Read the material on the topic: How to save on payroll taxes so that everyone is happy

We train employees

General rules

Other production costs include, among other things, the costs of training employees in basic and additional professional educational programs, as well as vocational training and retraining (subclause 23 and 1 of Article 264 of the Tax Code of the Russian Federation). The list of professional educational programs is given in the Federal Law of December 29, 2012 No. 273-FZ “On Education in the Russian Federation”, therefore, if some educational services are not included in the specified list, the costs of paying for them cannot be taken into account when taxing profits (letter from the Ministry of Finance Russia dated July 16, 2015 No. 03-03-07/41000).

In addition, the following conditions must be met simultaneously:

1. An educational institution must have the appropriate license or status if it is a foreign educational company (subclause 1, clause 3, article 264 of the Tax Code of the Russian Federation and letters of the Ministry of Finance of Russia dated September 23, 2013 No. 03-03-06/1/39249, dated March 12. 2010 No. 03-03-06/2/42).
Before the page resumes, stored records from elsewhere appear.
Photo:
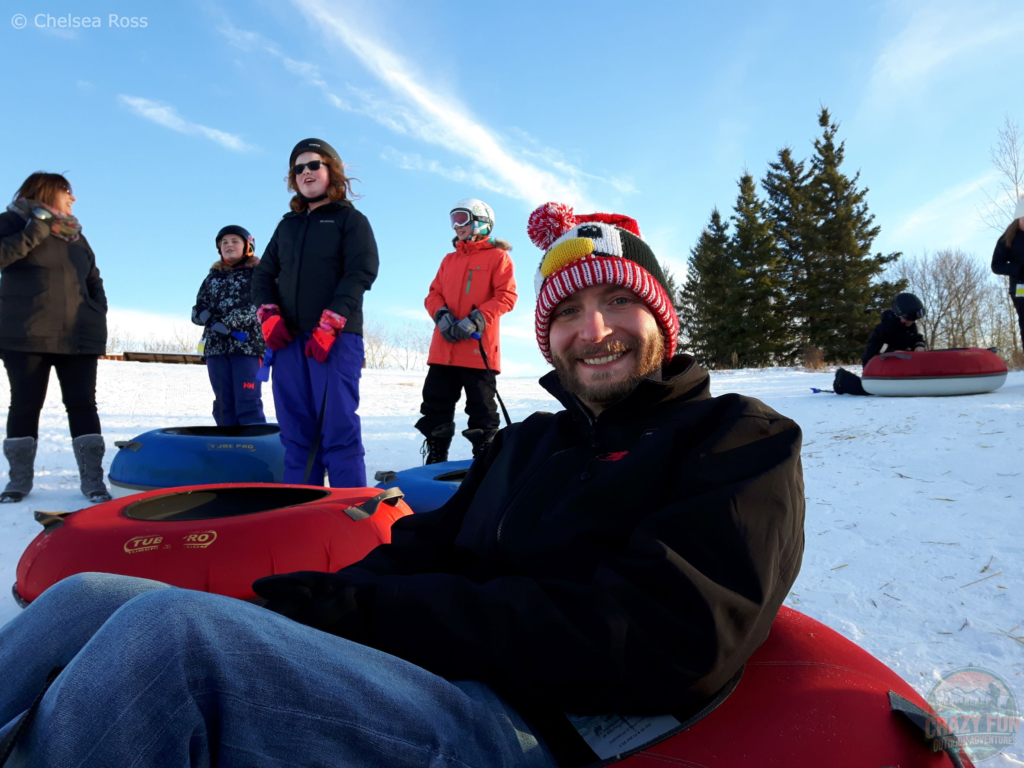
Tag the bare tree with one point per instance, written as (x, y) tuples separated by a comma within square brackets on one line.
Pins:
[(1008, 158), (953, 286), (377, 346)]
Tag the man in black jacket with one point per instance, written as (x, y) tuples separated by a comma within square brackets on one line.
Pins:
[(624, 555)]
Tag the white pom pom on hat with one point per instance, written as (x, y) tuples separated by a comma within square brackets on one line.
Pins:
[(1019, 213), (610, 251)]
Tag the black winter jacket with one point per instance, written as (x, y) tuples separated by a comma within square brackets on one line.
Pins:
[(629, 563), (226, 293), (51, 296), (893, 334), (316, 260), (1010, 261)]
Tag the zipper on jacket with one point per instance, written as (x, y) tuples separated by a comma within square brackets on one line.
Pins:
[(513, 499), (594, 442)]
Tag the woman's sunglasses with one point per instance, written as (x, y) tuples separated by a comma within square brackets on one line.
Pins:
[(312, 166)]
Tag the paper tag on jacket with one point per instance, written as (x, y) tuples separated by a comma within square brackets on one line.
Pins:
[(609, 735)]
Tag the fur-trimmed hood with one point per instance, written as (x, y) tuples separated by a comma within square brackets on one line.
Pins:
[(222, 266)]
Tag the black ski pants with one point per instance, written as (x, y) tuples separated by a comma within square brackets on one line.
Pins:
[(29, 374), (1019, 306), (441, 389)]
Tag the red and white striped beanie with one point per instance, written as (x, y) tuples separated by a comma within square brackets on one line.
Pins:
[(596, 249)]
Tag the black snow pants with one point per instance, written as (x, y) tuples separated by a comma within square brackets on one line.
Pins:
[(441, 390)]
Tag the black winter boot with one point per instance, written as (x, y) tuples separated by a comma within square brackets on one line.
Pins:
[(20, 453), (89, 454), (481, 439), (435, 448)]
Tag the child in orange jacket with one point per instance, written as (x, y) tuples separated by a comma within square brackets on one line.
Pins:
[(474, 287)]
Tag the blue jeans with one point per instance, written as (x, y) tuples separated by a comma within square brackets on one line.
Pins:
[(298, 392), (160, 676)]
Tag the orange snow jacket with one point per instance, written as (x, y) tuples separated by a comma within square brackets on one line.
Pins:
[(477, 275)]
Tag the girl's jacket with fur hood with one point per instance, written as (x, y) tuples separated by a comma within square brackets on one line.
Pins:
[(477, 275), (226, 293)]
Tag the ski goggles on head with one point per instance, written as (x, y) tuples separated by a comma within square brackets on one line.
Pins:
[(312, 165), (461, 217)]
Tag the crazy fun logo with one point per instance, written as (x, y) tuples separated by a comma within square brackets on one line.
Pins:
[(976, 709)]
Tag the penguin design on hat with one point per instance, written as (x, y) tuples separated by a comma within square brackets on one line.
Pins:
[(595, 249)]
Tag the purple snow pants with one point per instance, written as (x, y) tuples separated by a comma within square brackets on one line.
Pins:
[(298, 391)]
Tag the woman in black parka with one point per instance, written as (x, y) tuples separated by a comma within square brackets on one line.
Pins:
[(1009, 259), (52, 314)]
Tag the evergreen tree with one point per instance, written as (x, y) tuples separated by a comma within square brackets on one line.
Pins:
[(793, 225), (757, 318), (705, 299), (841, 291)]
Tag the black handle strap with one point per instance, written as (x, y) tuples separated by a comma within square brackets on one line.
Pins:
[(8, 742), (365, 510), (929, 724), (49, 520), (505, 413)]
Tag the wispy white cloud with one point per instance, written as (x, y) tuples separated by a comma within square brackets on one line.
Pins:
[(410, 108), (935, 36), (413, 162), (168, 117), (949, 218)]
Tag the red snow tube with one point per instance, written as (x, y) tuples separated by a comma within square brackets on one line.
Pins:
[(211, 538), (943, 372), (808, 696)]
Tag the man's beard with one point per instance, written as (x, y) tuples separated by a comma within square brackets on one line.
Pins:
[(600, 388)]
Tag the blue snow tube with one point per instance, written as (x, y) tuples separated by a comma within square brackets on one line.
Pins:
[(198, 456), (426, 487)]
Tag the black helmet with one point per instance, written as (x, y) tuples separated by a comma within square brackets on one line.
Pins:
[(242, 232), (317, 145), (908, 306)]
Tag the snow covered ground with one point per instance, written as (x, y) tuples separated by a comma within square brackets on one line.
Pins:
[(913, 506)]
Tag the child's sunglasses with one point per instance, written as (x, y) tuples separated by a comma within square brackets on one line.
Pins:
[(313, 166), (461, 217)]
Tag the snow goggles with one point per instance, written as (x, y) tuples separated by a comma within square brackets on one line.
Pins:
[(312, 165), (461, 217)]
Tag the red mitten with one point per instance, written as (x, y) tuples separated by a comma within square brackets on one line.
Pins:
[(318, 346), (275, 331)]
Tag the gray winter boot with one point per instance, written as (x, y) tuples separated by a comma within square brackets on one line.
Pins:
[(435, 448), (20, 453), (89, 454)]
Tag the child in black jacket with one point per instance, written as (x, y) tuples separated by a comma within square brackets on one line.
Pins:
[(232, 344)]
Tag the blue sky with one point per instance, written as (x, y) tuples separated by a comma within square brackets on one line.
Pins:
[(171, 130)]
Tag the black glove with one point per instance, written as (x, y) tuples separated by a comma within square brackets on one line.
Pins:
[(471, 324), (445, 322), (325, 601), (223, 330)]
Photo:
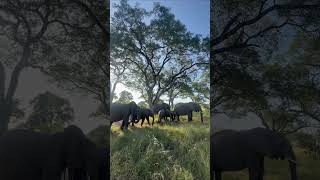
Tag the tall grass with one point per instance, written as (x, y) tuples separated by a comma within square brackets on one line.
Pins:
[(169, 151), (307, 169)]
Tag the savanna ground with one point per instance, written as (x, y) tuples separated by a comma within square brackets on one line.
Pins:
[(166, 151), (307, 169)]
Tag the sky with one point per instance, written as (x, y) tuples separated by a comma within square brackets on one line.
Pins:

2. The training is carried out by employees or persons who have entered into an apprenticeship agreement with the organization and who undertake, no later than three months after completion of training, to enter into an employment relationship with the company and work for at least one year (subclause 2, clause 3, article 264 of the Tax Code of the Russian Federation, letter from the Ministry of Finance of Russia dated September 23, 2013 No. 03-03-06/1/39249). If such an employee left the organization before this period or such a potential employee did not enter into an employment contract with the organization, the cost of training must be restored in income (letter of the Ministry of Finance of Russia dated September 10, 2009 No. 03-04-06-02/67, dated September 8, 2009 No. 03-03-06/1/575).

Practical situations

A stipend for potential employees based on the results of academic semesters upon successful completion of the sessions cannot be included in the reduction of the tax base for income tax (letter of the Ministry of Finance of Russia dated April 17, 2009 No. 03-03-06/1/257).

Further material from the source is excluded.